On the question when the Shigir Idol was made
Natalya Chairkina  1, *@  
1 : Institute of History and Archaeology, Urals Branch, Russian Academy of Sciences
Ekaterinburg -  Russie
* : Corresponding author

The 5m high idol from Shigir peatbog in the Trans-Urals is the oldest and largest anthropomorphic wooden sculpture in the world; it is a unique work of art, and it is a valuable source for the reconstruction of material culture and worldviews of the Stone Age population of Northern Eurasia. The history of its study goes back more than 100 years, but a number of issues such as the place and conditions of its discovery, the time of its creation, periods of exposure etc. remain controversial. The paper will analyse and evaluate various sources of information including archival materials with information on the place and time of discovery and on the nature of the accompanying materials, and the results of a recent comprehensive study conducted by Russian and German archaeologists and scientists in 2014.

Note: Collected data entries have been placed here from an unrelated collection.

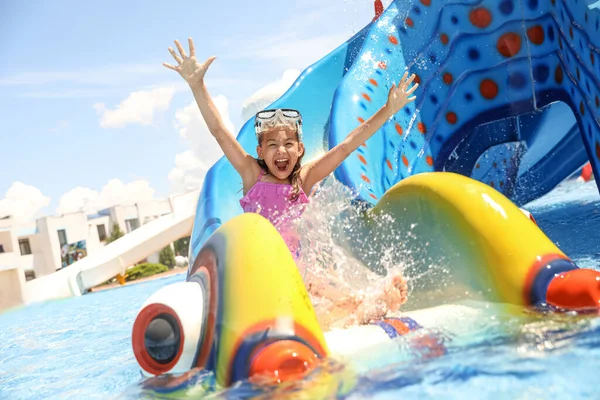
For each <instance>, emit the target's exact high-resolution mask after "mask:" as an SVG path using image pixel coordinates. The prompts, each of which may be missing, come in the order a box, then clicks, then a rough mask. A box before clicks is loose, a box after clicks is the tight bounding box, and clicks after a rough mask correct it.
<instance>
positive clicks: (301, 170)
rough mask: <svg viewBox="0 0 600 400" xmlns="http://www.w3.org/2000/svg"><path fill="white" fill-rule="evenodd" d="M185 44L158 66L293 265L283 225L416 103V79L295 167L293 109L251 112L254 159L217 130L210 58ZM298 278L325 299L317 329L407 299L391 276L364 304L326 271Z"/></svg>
mask: <svg viewBox="0 0 600 400" xmlns="http://www.w3.org/2000/svg"><path fill="white" fill-rule="evenodd" d="M188 42H189V51H190V55H189V56H188V55H187V54H186V52H185V50H184V49H183V47H182V46H181V44H180V43H179V42H178V41H177V40H175V45H176V46H177V49H178V50H179V55H178V54H177V53H175V51H174V50H173V48H169V52H170V53H171V55H172V56H173V58H174V59H175V60H176V61H177V64H178V65H177V66H172V65H170V64H167V63H164V66H165V67H167V68H170V69H172V70H174V71H177V72H178V73H179V74H180V75H181V77H182V78H183V79H184V80H185V81H186V82H187V83H188V84H189V86H190V88H191V90H192V93H193V95H194V98H195V99H196V102H197V104H198V107H199V108H200V112H201V113H202V116H203V117H204V120H205V121H206V125H207V126H208V128H209V130H210V132H211V133H212V135H213V136H214V137H215V139H216V140H217V142H218V144H219V146H220V147H221V149H222V150H223V153H224V154H225V156H226V157H227V159H228V160H229V162H231V164H232V165H233V167H234V168H235V170H236V171H237V172H238V173H239V174H240V176H241V178H242V182H243V191H244V196H243V198H242V199H241V200H240V205H241V206H242V208H243V210H244V211H245V212H256V213H259V214H261V215H263V216H264V217H265V218H267V219H268V220H269V221H271V223H273V225H275V227H276V228H277V229H278V230H279V232H280V233H281V235H282V237H283V238H284V240H285V241H286V243H287V245H288V247H289V248H290V251H291V252H292V254H293V255H294V258H295V259H296V260H298V258H299V255H300V247H299V240H298V238H297V237H296V236H295V234H294V232H293V229H291V226H290V225H291V224H290V222H291V221H293V220H294V219H295V218H297V217H298V216H299V215H300V214H301V213H302V210H303V209H304V205H306V204H307V203H308V201H309V200H308V197H307V195H306V194H307V193H310V192H311V189H312V188H313V186H314V185H315V184H317V183H318V182H320V181H321V180H322V179H324V178H325V177H326V176H328V175H329V174H331V173H332V172H333V171H334V170H335V169H336V168H337V167H338V166H339V165H340V164H341V163H342V161H344V160H345V159H346V158H347V157H348V156H349V155H350V154H351V153H352V152H354V151H355V150H356V149H357V148H358V146H360V144H362V143H364V142H365V141H366V140H367V139H369V138H370V137H371V136H372V135H373V134H374V133H375V132H377V130H378V129H379V128H380V127H381V126H382V125H383V124H384V123H385V122H386V121H387V120H388V119H389V118H390V117H392V116H393V115H394V114H395V113H397V112H398V111H399V110H400V109H401V108H402V107H404V106H405V105H406V104H407V103H410V102H411V101H414V100H415V98H416V97H415V96H411V95H412V93H413V92H414V91H415V90H416V89H417V87H418V84H415V85H413V86H412V87H409V86H410V85H411V83H412V81H413V79H414V78H415V76H414V75H412V76H411V77H410V78H408V73H405V74H404V76H403V77H402V80H401V81H400V84H399V85H398V86H396V85H395V84H393V85H392V87H391V88H390V91H389V94H388V100H387V103H386V104H385V105H384V106H383V107H382V108H381V109H379V110H378V111H377V112H376V113H375V114H374V115H373V116H372V117H371V118H369V119H368V120H366V121H365V122H364V123H362V124H361V125H360V126H359V127H357V128H356V129H355V130H353V131H352V132H350V134H349V135H348V136H347V137H346V139H345V140H344V141H343V142H342V143H340V144H338V145H337V146H335V147H334V148H332V149H331V150H329V151H328V152H327V153H326V154H324V155H323V156H321V157H320V158H318V159H316V160H314V161H311V162H309V163H308V164H306V165H304V166H301V160H302V156H303V155H304V145H303V143H302V117H301V115H300V113H299V112H298V111H297V110H293V109H277V110H264V111H260V112H258V113H257V114H256V118H255V130H256V137H257V140H258V145H257V147H256V152H257V154H258V159H255V158H254V157H252V156H250V155H249V154H248V153H246V151H245V150H244V149H243V148H242V146H241V145H240V144H239V143H238V141H237V140H236V139H235V137H234V136H233V135H232V134H231V132H229V131H228V130H227V128H226V127H225V125H224V124H223V122H222V120H221V116H220V115H219V112H218V111H217V109H216V107H215V105H214V103H213V102H212V99H211V97H210V95H209V93H208V91H207V89H206V86H205V84H204V75H205V74H206V71H207V70H208V67H209V66H210V65H211V64H212V62H213V61H214V60H215V57H210V58H209V59H208V60H206V61H205V62H204V63H203V64H200V63H199V62H198V61H197V59H196V54H195V49H194V42H193V41H192V39H191V38H189V39H188ZM304 280H305V283H306V286H307V289H308V291H309V293H310V294H311V295H312V296H313V298H314V299H315V300H317V301H319V300H322V299H327V300H329V301H330V304H328V305H327V306H326V307H315V309H316V311H317V317H318V318H319V321H320V322H321V325H322V326H323V328H324V329H328V328H329V327H331V326H332V325H333V323H335V322H338V323H341V324H343V325H348V324H351V323H355V322H358V323H367V322H369V321H371V320H373V319H376V318H380V317H383V316H385V314H386V313H387V311H388V310H393V311H395V310H398V309H399V308H400V305H401V304H403V303H404V302H405V301H406V292H407V287H406V282H405V281H404V279H403V278H402V277H401V276H395V277H393V279H392V280H391V281H390V282H389V283H388V284H387V285H386V287H385V288H384V289H383V290H381V291H380V292H378V293H377V294H376V295H375V296H371V297H370V298H365V296H364V295H360V296H357V295H355V294H353V293H352V291H351V290H349V288H348V287H347V286H346V285H345V284H344V282H343V280H342V279H341V278H339V276H338V275H337V274H336V273H335V272H334V271H332V270H324V269H321V270H319V271H318V272H317V271H312V270H310V268H307V269H306V274H305V278H304Z"/></svg>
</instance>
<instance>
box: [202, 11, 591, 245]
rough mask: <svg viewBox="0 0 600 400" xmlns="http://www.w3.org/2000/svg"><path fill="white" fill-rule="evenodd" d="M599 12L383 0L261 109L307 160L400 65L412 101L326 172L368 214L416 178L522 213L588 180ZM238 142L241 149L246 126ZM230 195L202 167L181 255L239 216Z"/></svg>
mask: <svg viewBox="0 0 600 400" xmlns="http://www.w3.org/2000/svg"><path fill="white" fill-rule="evenodd" d="M599 15H600V12H598V10H592V9H589V8H588V7H587V5H586V4H584V2H581V3H579V4H570V3H565V2H556V3H555V4H552V2H550V3H548V4H546V2H538V1H527V2H525V1H522V2H521V1H515V0H503V1H500V2H497V1H491V0H490V1H481V0H469V1H462V2H452V1H446V2H439V1H436V2H431V1H429V0H419V1H417V0H413V1H394V2H392V4H391V5H390V6H389V7H388V8H387V9H386V10H385V12H383V14H382V15H381V16H379V18H378V19H377V20H376V21H374V22H372V23H370V24H369V25H367V26H366V27H365V28H364V29H363V30H362V31H360V32H359V33H358V34H356V35H355V36H354V37H352V38H350V39H349V40H348V41H346V42H345V43H343V44H342V45H340V46H339V47H338V48H337V49H335V50H334V51H332V52H331V53H330V54H328V55H326V56H325V57H324V58H323V59H321V60H320V61H318V62H317V63H315V64H313V65H311V66H310V67H309V68H307V69H306V70H305V71H304V72H303V73H302V74H301V75H300V77H299V78H298V79H297V81H296V82H295V83H294V84H293V85H292V87H291V88H290V89H289V90H288V91H287V92H286V93H285V94H284V95H283V96H282V97H281V98H279V99H278V100H277V101H275V102H274V103H273V104H271V107H290V108H297V109H299V110H300V111H301V112H302V114H303V116H304V121H305V125H304V141H305V146H306V149H307V155H306V157H305V160H307V159H310V158H312V157H315V156H317V155H319V154H321V153H322V152H323V151H325V150H326V149H328V148H330V147H332V146H334V145H336V144H337V143H339V142H340V141H341V140H343V138H344V137H345V136H346V135H347V134H348V132H350V131H351V130H352V129H354V128H355V127H356V126H358V124H360V122H361V121H363V120H364V119H366V118H368V117H369V116H370V115H372V114H373V113H374V112H375V110H376V109H378V108H379V107H381V106H382V105H383V104H384V102H385V99H386V96H387V93H388V89H389V87H390V85H391V84H392V82H397V81H398V80H399V78H400V76H401V75H402V74H403V72H404V71H405V69H406V68H408V69H409V70H410V71H411V72H413V73H415V74H417V80H418V81H419V82H420V88H419V91H418V99H417V101H416V102H415V103H413V104H411V105H409V106H407V107H406V108H405V109H404V110H401V111H400V112H399V113H397V114H396V115H395V116H394V117H393V118H392V119H391V120H390V121H388V122H387V123H386V124H385V125H384V126H383V127H382V128H381V129H380V131H379V132H378V133H377V134H375V135H374V136H373V137H372V138H371V139H369V140H368V141H367V142H366V143H365V144H364V145H363V146H361V147H360V148H359V149H358V150H357V151H356V152H355V153H354V154H353V155H351V156H350V157H349V158H348V159H347V160H346V161H345V162H344V163H343V164H342V165H341V166H340V168H338V169H337V170H336V172H335V177H336V178H337V179H338V180H339V181H341V182H342V183H344V184H345V185H346V186H348V187H349V188H352V189H353V190H354V191H355V192H356V194H357V200H359V201H362V202H365V203H367V204H370V205H375V204H377V201H378V199H379V198H380V197H381V196H382V195H383V194H384V193H385V192H386V191H387V190H388V189H389V188H390V187H392V186H393V185H394V184H395V183H397V182H399V181H401V180H402V179H404V178H406V177H408V176H411V175H415V174H418V173H422V172H429V171H449V172H457V173H460V174H463V175H466V176H470V177H473V178H475V179H477V180H480V181H482V182H484V183H487V184H489V185H490V186H493V187H494V188H496V189H497V190H498V191H500V192H502V193H503V194H505V195H506V196H507V197H509V198H510V199H511V200H513V201H514V202H515V203H517V204H525V203H527V202H529V201H532V200H534V199H535V198H538V197H540V196H542V195H543V194H545V193H547V192H548V191H550V190H551V189H552V188H554V187H555V186H556V185H557V184H558V183H560V182H561V181H562V180H564V179H565V178H567V177H568V176H570V175H571V174H572V173H573V172H574V171H576V170H577V169H578V168H580V167H581V166H582V165H583V164H585V162H586V161H587V160H588V159H589V160H591V162H592V167H593V170H594V174H595V175H596V178H597V177H598V175H597V174H598V171H599V168H598V167H599V164H598V163H599V158H600V143H599V142H600V126H599V124H598V122H597V118H598V113H599V107H600V101H599V100H598V96H599V94H600V89H599V88H600V80H599V78H598V76H599V75H598V74H599V72H597V71H598V68H600V62H596V61H595V60H596V58H597V57H600V50H599V49H600V35H597V34H595V33H594V32H596V31H598V29H599V28H598V23H599V22H598V20H599V18H600V16H599ZM583 49H586V50H585V51H583ZM596 54H599V55H598V56H596ZM415 111H418V113H416V112H415ZM582 132H584V133H585V134H582ZM238 140H239V141H240V143H241V144H242V145H243V147H244V148H245V149H246V151H248V152H249V153H250V154H254V153H255V147H256V138H255V134H254V129H253V125H252V121H251V120H250V121H248V122H247V123H246V124H245V125H244V126H243V127H242V129H241V130H240V132H239V135H238ZM596 181H598V179H596ZM222 182H233V183H234V185H231V186H230V185H223V184H222ZM236 183H237V184H236ZM241 187H242V184H241V179H240V178H239V177H238V175H237V173H236V172H235V170H234V169H233V168H232V166H231V165H230V164H229V163H228V162H227V160H226V159H224V158H223V159H221V160H219V161H218V162H217V163H216V164H215V165H214V166H213V167H212V168H211V169H210V170H209V172H208V174H207V177H206V179H205V182H204V186H203V189H202V192H201V195H200V201H199V203H198V207H197V216H196V223H195V226H194V231H193V234H192V248H191V254H192V257H193V255H194V254H197V252H198V250H199V249H200V247H201V246H202V244H203V243H204V242H205V241H206V239H207V238H208V237H209V236H210V234H211V233H212V232H214V231H215V229H217V228H218V227H219V226H220V225H221V224H222V223H223V222H225V221H227V220H229V219H231V218H232V217H234V216H236V215H238V214H240V213H241V211H242V210H241V208H240V207H239V204H238V201H239V197H240V193H241V192H240V190H241Z"/></svg>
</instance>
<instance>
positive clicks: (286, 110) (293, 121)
mask: <svg viewBox="0 0 600 400" xmlns="http://www.w3.org/2000/svg"><path fill="white" fill-rule="evenodd" d="M275 119H279V120H281V121H284V120H289V121H291V122H293V123H296V124H297V127H298V133H300V131H301V128H302V115H301V114H300V111H298V110H294V109H292V108H272V109H269V110H262V111H259V112H257V113H256V116H255V118H254V130H255V131H256V134H257V135H258V134H259V133H260V132H261V129H260V128H261V126H262V124H263V123H264V122H269V121H272V120H275Z"/></svg>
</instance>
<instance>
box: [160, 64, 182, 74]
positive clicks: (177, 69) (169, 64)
mask: <svg viewBox="0 0 600 400" xmlns="http://www.w3.org/2000/svg"><path fill="white" fill-rule="evenodd" d="M163 65H164V66H165V67H167V68H169V69H172V70H173V71H177V72H179V70H178V68H177V67H174V66H172V65H171V64H169V63H163Z"/></svg>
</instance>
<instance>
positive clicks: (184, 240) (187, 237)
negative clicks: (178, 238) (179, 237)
mask: <svg viewBox="0 0 600 400" xmlns="http://www.w3.org/2000/svg"><path fill="white" fill-rule="evenodd" d="M173 247H175V254H179V255H180V256H183V257H187V256H188V249H189V247H190V237H189V236H186V237H184V238H181V239H177V240H176V241H174V242H173Z"/></svg>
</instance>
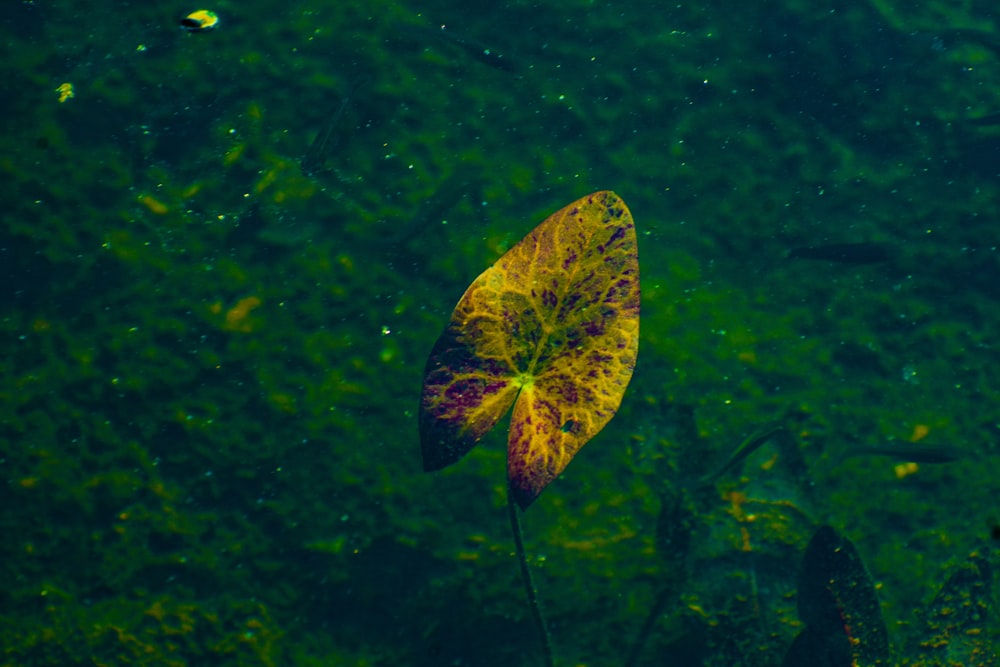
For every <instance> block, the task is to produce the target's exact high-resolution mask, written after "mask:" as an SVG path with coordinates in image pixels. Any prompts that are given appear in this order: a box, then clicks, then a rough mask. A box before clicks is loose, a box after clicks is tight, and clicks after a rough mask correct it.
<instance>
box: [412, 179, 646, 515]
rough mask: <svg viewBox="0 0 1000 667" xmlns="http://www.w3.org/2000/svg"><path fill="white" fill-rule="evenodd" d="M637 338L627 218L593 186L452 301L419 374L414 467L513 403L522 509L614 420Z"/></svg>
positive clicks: (633, 278) (540, 492) (622, 206)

Attention will focus in particular on the analysis of the new AMS radiocarbon dates of the 2014 study, which are ranging from the end of the Pleistocene at ca. 10,500 to the Late Mesolithic period at ca. 6,000 cal BC. These dates clearly differ significantly among themselves and also compared to dates obtained in by conventional radiocarbon dating.

Palaeogeographical and archaeological data from the Trans-Urals do not support an early, 10,500 to 10,000 cal BC age of the Shigir Idol, but rather correspond to later ages also covered by some AMS 14C age ranges from the set obtained in 2014. Therefore, it is necessary to continue research of Mesolithic monuments of the Urals region, to study the paleoclimate, and to determine the age and character of the primary processes of peat formation in the Ural peatlands, as one option to gain information on the age of the idol is to date microremains of peat that are preserved in apparently early cracks of the wooden sculpture.